Capítulo 2
Trey se quedó petrificado, incapaz de hablar o de moverse.
No encontraba el modo de apartar la vista de Callie, así es que se limitó a quedarse allí de pie, mirándola, observando cómo se agachaba a toda prisa para cubrirse con los pantalones.
Pero aquella imagen tan seductora ya había hecho mella en su cerebro. Su piel suave y lisa, sus piernas bien contorneadas y sus senos grandes y turgentes eran ya algo presente y conocido.
Era increíble cuantos detalles había sido capaz de captar en tan poco tiempo.
Llevaba ropa interior sencilla y funcional, nada que ver con esos lujuriosos encajes que, supuestamente, excitan a los hombres.
Trey sólo necesitaba a Callie para sentirse caliente y excitado.
Instintivamente se acercó a ella.
—Trey, por si no te has dado cuenta, estás en el baño de mujeres —le informó Callie.

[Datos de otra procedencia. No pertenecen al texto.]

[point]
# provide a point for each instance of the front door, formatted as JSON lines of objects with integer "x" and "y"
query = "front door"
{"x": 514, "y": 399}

Trey oyó, de pronto, un grito histérico al fondo. Se dio la vuelta y vio a la rubia con la que se había tropezado al entrar.
Parpadeó nerviosamente.
—¿Qué?
—Me siento como si me hubieran atrapado en un capítulo de una mala comedia. Nunca pensé que podrías tener un aspecto estúpido, pero, de algún modo has conseguido justo lo que la escena necesita.
—No sé a qué demonios te refieres. No veo la televisión y no entiendo por qué la gente puede querer ver una mala comedia.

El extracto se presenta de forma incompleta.